The Integrated Report as a Trust-Building Tool
Published - 30 October, 2019
Mark Graham, an Associate Professor at the UCT Graduate School of Business, recently shared his opinions on Integrated Reporting (IR) and its ability to increase value (as a result of improved trust) for listed (and other) entities.
As the business world begins to create greater awareness on sustainability, company reports, when done well, can inspire confidence that a company has a better, stronger grip of who they are, where they are headed, and how they are going to get there – and this can often translate into better performance too.
A great share of the influence of IR lies in the fact that it is a tool for building trust. And trust, according to more than half of the CEOs surveyed by PwC in the 17th Annual Global CEO Survey, is an important factor in an organisation’s ability to grow and prosper. In short, better, more all-inclusive and trusted reporting is an integral part of rebuilding trust.
The Six Capitals
Initially developed as an immediate and direct response to the 2008 global financial crisis, integrated reports are meant to fill in gaps that exist in current reporting. According to the Integrated Reporting Committee of South Africa, “An integrated report aims to provide a holistic picture of the combination, inter-relatedness and dependencies between the factors that affect the organisation’s ability to create value over time.” To summarise, integrated reporting stresses that companies recognise and manage all the six ‘capitals’ responsibly – the financial; the manufactured; the intellectual; the human; the social and relationship and the natural – that it arranges in the creation of value.
Today, IR has the support of a global network of regulators, investors and companies under the umbrella of the International Integrated Reporting Council (IIRC).
South Africa was one of the first adopters of IR. That’s in large part thanks to the King III (2009) and IV (2016) Reports on Corporate Governance for South Africa. These sought to offer local business and investors more protection against economic headwinds that may blow the country’s way from foreign shores. And despite those conspicuous back-of-the-packers such as Steinhoff, South African companies have consistently been providing stand-out integrated reports across all sectors – from banking and retail to mining and property developers.

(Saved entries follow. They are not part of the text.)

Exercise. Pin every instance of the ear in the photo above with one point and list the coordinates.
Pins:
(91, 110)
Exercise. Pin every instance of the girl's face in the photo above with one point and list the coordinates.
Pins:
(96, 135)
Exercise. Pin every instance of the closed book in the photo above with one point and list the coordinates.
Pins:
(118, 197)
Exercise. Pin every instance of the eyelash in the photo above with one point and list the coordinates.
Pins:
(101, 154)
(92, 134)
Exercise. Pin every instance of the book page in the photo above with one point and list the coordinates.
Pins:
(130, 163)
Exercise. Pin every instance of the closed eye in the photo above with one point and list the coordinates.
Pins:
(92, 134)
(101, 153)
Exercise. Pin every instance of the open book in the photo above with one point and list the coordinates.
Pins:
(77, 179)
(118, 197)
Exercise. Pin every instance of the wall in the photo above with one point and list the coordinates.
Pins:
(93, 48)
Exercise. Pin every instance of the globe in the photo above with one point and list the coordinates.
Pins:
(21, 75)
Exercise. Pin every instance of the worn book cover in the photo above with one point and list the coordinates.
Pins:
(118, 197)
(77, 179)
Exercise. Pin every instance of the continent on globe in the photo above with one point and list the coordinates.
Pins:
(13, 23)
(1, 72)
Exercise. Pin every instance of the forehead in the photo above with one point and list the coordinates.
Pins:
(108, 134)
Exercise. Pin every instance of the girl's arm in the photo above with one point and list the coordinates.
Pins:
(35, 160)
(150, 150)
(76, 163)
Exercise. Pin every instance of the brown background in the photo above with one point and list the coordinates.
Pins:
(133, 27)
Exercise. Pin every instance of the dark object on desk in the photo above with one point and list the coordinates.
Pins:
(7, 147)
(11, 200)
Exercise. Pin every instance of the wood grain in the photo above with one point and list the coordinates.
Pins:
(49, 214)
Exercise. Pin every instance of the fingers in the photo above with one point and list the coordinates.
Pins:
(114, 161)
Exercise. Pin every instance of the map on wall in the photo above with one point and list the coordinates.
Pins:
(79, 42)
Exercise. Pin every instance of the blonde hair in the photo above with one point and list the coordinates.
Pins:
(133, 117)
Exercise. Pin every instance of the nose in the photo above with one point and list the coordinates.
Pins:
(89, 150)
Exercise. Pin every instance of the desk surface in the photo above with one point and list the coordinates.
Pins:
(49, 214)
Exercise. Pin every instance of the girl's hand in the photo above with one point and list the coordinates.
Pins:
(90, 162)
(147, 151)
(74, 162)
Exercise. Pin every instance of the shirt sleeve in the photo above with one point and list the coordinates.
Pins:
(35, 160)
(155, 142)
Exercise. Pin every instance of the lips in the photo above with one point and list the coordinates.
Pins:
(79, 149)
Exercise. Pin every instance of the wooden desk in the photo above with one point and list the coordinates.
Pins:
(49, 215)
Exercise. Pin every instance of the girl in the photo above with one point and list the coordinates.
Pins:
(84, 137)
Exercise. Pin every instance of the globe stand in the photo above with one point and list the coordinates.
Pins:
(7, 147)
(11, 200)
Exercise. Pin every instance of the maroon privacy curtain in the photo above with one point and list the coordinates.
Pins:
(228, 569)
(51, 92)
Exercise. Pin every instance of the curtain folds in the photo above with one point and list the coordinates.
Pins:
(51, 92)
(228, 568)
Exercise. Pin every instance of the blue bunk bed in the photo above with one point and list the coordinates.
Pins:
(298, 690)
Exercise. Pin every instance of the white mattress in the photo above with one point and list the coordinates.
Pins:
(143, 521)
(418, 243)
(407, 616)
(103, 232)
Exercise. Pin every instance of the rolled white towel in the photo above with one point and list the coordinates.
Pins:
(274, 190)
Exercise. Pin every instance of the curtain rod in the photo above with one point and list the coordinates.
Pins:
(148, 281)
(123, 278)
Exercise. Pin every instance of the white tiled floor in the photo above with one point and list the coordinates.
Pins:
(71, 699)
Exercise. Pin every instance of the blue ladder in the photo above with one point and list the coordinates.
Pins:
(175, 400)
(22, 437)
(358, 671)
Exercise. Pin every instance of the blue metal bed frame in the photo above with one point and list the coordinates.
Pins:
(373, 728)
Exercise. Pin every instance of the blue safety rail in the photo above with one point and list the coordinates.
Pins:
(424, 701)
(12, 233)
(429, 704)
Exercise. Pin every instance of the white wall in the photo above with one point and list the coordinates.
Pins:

This was highlighted again recently in a 10-country comparative study by Oxford University, in which South Africa was awarded the highest overall score – eclipsing Brazil, France, Germany, Italy, Japan, The Netherlands, South Korea, the UK and the US.
Today South Africa and Brazil are the only countries in which integrated reporting is mandatory for listed companies, although more and more countries and companies are beginning to recognise the value it adds.